Disons qu'il est plus pertinent de raisonner en temps qu'en distance, en minutes qu'en kilomètres. C'est d'ailleurs ainsi que se décident les choix les plus structurants pour notre vie quotidienne. Quand la direction des hôpitaux réfléchit à l'implantation des services d'urgence, ou quand celle de Carrefour se penche sur la carte de ses hypermarchés, elles raisonnent en fonction de la population desservie dans un rayon de vingt minutes, trente au maximum.

Quelles sont les conséquences de cette approche pour un pays comme la France?

Cela signifie qu'il y a toujours 36 000 communes, mais qu'il suffit de desservir de 300 à 350 pôles urbains pour couvrir l'ensemble de la population.
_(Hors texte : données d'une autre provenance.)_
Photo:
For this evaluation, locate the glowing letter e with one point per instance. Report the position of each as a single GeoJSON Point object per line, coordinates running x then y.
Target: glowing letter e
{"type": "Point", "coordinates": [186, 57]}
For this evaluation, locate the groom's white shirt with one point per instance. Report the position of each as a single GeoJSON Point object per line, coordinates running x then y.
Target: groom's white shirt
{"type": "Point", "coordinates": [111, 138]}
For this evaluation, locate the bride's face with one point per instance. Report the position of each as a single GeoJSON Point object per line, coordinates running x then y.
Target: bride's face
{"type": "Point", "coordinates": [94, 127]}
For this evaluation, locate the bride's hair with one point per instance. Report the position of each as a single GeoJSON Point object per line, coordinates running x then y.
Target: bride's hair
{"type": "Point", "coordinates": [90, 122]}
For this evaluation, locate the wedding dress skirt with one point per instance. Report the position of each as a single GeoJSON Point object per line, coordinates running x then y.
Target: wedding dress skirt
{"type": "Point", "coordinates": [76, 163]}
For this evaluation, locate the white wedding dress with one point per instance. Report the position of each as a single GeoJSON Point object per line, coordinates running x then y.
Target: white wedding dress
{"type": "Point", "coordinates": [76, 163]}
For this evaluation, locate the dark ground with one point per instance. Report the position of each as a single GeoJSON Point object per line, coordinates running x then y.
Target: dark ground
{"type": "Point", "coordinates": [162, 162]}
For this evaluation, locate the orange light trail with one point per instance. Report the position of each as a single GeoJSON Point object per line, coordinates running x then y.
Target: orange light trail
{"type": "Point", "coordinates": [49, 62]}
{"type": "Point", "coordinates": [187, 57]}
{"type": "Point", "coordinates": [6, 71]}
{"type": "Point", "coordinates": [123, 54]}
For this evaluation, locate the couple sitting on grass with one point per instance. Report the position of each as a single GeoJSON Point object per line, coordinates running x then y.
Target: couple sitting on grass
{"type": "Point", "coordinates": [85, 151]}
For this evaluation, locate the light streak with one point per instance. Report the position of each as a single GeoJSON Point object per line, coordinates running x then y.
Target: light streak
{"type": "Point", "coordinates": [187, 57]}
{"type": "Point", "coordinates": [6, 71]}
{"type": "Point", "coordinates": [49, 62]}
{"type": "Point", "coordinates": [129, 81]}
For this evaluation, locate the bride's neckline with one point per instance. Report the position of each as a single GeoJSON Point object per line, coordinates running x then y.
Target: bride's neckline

Avec des implantations sélectionnées dans 304 agglomérations, la direction des hôpitaux assure un service d'urgence pour 97% de la population dans un rayon de trente minutes.

Et les 3% restants?

Pas de panique: dans leur majorité, ils se situent à trente-cinq ou quarante minutes du service le plus proche. Au-delà, mieux vaut s'efforcer d'améliorer la mobilité (au besoin, s'il le faut, par l'hélicoptère), que de multiplier les hôpitaux de campagne. Non seulement ce serait ruineux pour le pays, mais ces établissements n'auraient pas suffisamment de patients pour atteindre un niveau de qualité satisfaisant.

Dans ces conditions, la séparation du rural et de l'urbain a-t-elle encore un sens?

La réponse est non, sauf pour les quelques centaines de milliers de personnes qui ont délibérément choisi de vivre le plus possible à l'écart de la civilisation urbaine. Les cartes de «La France des 30 minutes» et même celles de «La France des 20 minutes» englobent des portions de plus en plus importantes de l'univers rural. Ce sont souvent les communes dont la population progresse le plus, ce n'est évidemment pas un hasard. On vit de plus en plus souvent à la campagne, mais on a le mode de vie, les loisirs, la consommation et les exigences de tout citadin.

 

(1) La France à 20 minutes. La révolution de la proximité, par Jean-Marc Benoit, Philippe Benoit et Daniel Pucci. Belin, 2002, 276 p., 24,80 €.